8割が副業・兼業に興味
もう1つのナショナルトレーニングセンター競技別強化拠点の機能強化ディレクターとはどのようなものか。
現在、選手やチームのトレーニング環境である「ハイパフォーマンススポーツセンター(HPSC)」(東京都北区)だけではトレーニングが困難な冬季(スキーなど)、海洋・水辺系(ボートやセーリングなど)、屋外系(サッカー、トライアスロンなど)は、地域の既存スポーツ施設を「ナショナルトレーニングセンター(NTC)競技別強化拠点」としてトレーニングを行なっている。今回、中央競技団体がトレーニングや強化活動をより効果的に実施できるように環境整備を支援するべく設置するポストが機能強化ディレクターとなる。

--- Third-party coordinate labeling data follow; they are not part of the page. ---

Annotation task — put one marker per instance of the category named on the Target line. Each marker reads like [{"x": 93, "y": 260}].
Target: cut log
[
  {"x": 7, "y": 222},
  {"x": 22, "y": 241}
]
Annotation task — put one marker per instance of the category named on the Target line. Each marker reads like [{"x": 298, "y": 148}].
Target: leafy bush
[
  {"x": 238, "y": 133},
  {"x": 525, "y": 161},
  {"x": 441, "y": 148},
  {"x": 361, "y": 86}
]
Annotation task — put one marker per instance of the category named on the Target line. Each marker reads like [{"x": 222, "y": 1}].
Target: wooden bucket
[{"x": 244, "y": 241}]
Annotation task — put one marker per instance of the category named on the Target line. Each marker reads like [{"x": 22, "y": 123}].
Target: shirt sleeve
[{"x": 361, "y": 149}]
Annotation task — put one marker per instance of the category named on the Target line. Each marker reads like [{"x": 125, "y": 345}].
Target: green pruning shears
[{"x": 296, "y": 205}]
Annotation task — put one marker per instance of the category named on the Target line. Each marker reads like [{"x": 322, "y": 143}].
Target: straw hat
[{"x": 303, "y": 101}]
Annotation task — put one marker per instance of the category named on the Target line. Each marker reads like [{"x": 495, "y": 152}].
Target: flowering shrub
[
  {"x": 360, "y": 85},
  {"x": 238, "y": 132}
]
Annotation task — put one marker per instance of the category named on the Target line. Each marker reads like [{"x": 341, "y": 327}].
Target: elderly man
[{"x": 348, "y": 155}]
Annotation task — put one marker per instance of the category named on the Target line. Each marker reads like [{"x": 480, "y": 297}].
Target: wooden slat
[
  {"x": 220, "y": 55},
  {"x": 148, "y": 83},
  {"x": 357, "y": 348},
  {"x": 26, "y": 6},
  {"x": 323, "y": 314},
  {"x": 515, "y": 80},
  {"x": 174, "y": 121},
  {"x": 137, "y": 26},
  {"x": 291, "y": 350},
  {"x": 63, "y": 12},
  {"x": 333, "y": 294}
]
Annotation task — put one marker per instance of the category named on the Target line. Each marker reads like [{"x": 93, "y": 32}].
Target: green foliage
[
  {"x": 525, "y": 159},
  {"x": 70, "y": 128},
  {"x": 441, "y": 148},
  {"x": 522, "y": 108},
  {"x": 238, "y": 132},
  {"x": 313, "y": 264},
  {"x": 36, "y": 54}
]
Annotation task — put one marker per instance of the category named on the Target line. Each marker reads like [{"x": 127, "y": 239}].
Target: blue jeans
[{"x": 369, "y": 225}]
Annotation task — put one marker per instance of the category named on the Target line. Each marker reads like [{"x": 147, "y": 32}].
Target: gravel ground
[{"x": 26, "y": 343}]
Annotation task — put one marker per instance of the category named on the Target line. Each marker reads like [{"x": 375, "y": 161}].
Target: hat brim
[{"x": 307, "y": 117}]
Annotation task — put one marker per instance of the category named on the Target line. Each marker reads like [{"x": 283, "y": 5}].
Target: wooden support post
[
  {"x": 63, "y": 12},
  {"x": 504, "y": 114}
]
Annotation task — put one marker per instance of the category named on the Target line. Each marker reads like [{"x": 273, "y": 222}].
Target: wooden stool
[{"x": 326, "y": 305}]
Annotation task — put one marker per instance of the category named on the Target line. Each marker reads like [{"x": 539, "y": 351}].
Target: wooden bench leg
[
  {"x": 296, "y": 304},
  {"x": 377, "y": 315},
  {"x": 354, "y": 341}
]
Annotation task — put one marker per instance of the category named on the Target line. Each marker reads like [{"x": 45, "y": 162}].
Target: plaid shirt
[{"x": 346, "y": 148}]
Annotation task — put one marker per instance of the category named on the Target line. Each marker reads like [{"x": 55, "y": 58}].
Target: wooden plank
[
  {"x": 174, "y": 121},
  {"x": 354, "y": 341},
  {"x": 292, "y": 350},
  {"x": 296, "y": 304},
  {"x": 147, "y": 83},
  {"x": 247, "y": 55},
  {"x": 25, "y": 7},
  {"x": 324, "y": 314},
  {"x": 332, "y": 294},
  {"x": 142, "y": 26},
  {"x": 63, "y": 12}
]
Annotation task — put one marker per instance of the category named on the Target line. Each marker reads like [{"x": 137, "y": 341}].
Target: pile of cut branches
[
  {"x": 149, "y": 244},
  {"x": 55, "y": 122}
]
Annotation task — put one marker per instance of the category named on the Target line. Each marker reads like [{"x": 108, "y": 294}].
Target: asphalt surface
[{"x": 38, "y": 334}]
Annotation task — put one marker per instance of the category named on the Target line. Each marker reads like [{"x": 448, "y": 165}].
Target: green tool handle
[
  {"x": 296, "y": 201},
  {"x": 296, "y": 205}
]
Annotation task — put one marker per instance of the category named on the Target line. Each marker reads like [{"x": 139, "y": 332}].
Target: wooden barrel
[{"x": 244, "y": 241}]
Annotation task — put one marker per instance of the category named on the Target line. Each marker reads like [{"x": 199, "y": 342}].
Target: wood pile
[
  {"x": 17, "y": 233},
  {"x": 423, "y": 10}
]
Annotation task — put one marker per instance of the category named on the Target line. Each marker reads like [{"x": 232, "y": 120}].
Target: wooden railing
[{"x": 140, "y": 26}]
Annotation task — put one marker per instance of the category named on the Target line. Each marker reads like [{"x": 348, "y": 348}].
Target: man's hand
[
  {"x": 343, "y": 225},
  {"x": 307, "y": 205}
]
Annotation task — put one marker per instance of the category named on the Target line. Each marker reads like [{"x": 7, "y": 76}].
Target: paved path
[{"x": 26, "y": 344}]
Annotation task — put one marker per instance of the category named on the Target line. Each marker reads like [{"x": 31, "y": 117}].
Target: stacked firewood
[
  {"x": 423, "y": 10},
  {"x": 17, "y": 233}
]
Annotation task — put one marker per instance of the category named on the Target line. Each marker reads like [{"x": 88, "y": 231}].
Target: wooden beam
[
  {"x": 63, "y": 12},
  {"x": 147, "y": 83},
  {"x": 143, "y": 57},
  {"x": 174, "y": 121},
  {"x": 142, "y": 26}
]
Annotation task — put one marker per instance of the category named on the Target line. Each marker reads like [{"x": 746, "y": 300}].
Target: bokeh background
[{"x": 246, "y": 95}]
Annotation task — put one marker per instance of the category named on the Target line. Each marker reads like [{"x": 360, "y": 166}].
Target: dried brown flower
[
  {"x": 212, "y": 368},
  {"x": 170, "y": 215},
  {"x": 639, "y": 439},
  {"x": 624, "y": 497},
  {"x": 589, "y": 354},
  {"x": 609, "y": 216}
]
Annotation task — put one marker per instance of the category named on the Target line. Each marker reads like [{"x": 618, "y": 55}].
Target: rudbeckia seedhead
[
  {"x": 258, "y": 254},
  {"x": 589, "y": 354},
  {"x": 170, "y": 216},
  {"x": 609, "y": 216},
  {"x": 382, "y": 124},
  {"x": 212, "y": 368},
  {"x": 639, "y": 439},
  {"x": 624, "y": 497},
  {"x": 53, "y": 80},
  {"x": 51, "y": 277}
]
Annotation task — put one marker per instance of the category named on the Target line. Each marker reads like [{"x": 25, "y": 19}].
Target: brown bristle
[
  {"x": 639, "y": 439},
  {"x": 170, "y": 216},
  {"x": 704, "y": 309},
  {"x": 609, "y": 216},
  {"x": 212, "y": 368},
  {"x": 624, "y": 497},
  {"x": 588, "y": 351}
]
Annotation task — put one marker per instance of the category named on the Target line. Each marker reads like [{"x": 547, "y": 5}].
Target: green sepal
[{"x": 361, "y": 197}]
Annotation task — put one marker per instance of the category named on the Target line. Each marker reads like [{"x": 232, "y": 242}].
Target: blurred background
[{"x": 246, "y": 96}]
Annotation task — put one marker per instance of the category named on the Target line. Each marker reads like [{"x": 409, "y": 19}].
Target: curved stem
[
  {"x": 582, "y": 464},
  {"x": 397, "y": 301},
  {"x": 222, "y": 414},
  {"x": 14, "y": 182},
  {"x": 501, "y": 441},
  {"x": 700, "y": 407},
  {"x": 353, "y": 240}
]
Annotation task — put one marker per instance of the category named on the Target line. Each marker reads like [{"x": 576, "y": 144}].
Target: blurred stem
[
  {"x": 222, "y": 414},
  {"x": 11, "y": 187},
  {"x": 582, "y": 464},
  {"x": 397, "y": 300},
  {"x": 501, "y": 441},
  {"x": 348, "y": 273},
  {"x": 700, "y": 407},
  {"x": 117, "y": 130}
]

各強化拠点が抱える独自の課題を正確に把握し、解決を図るべく具体的な戦略や施策を立案して、実行に移すというのが任務だ。競技別強化拠点は地方に置かれていることも多く、地域の関係機関との連携も重要な作業となる。これらを通じて最終的には競技力強化が図れると見込む。
例えば、公益財団法人 全日本スキー連盟(ノルディック複合)の強化拠点施設である白馬ジャンプ競技場・白馬クロスカントリー競技場(長野県白馬村)は、HPSCで実施しているメディカルチェックや体力測定などの支援を強化拠点で展開するための体制を敷くべく、地域の関係機関との連携、HPSCとの連携の仕組みを支援する人を募集する。
このほか、公益財団法人 日本ラグビーフットボール協会(7人制ラグビー)と公益財団法人埼玉県公園緑地協会(熊谷スポーツ文化公園)、公益社団法人 日本トライアスロン連合とフェニックスリゾート株式会社(フェニックス・シーガイア・リゾート)、特定非営利活動 法人日本パラ・パワーリフティング連盟と京都府立心身障害者福祉センター体育館、公益財団法人 日本セーリング連盟と特定非営利活動法人和歌山セーリングクラブ(和歌山マリーナ)の合計5団体がそれぞれ1人ずつを副業・兼業で募集する。
スポーツ庁 競技スポーツ課 課長補佐の川井寿裕氏は、「スポーツ界で一から専門人材を育成するのは時間や費用がかかる」として、「2020年を迎える今、スポーツ界で活躍したい人をそれぞれの課題に応じて起用することが重要」との考えを示した。プロフェッショナルからは、それぞれのスキルだけでなく、働き方や仕事へのアプローチなどを学べることにも期待を寄せている。
今回業務委託を締結したビズリーチは、スポーツでもすでに日本フェンシング、全日本スキー連盟、釜石シーウェイブスRFCなど合計5つの競技団体、スポーツチームの採用支援のために副業・兼業限定の公募実施した実績を持つ。民間企業から合計17人の採用を支援したとのこと。同社代表取締役社長の南壮一郎氏によると、会員の80%以上が副業・兼業に関心を持っているという。「プロフェッショナル人材にとって副業・兼業は、リカレントラーニング(生涯学習)の機会提供になる」と述べる。「自分がビジネスで学んできたスキルを違う環境、しかもパブリックな領域で発揮できる素晴らしいチャンス」とし、スポーツ団体とプロフェッショナル人材の双方に大きなメリットがあるとした。
今回の公募は、経営力強化が10団体10人、競技力強化が5拠点5人。全て副業・兼業で、勤務は週1回が目安で、報酬は1日1万円から2万円程度とのこと。詳細はビズリーチの特設ページに記載している。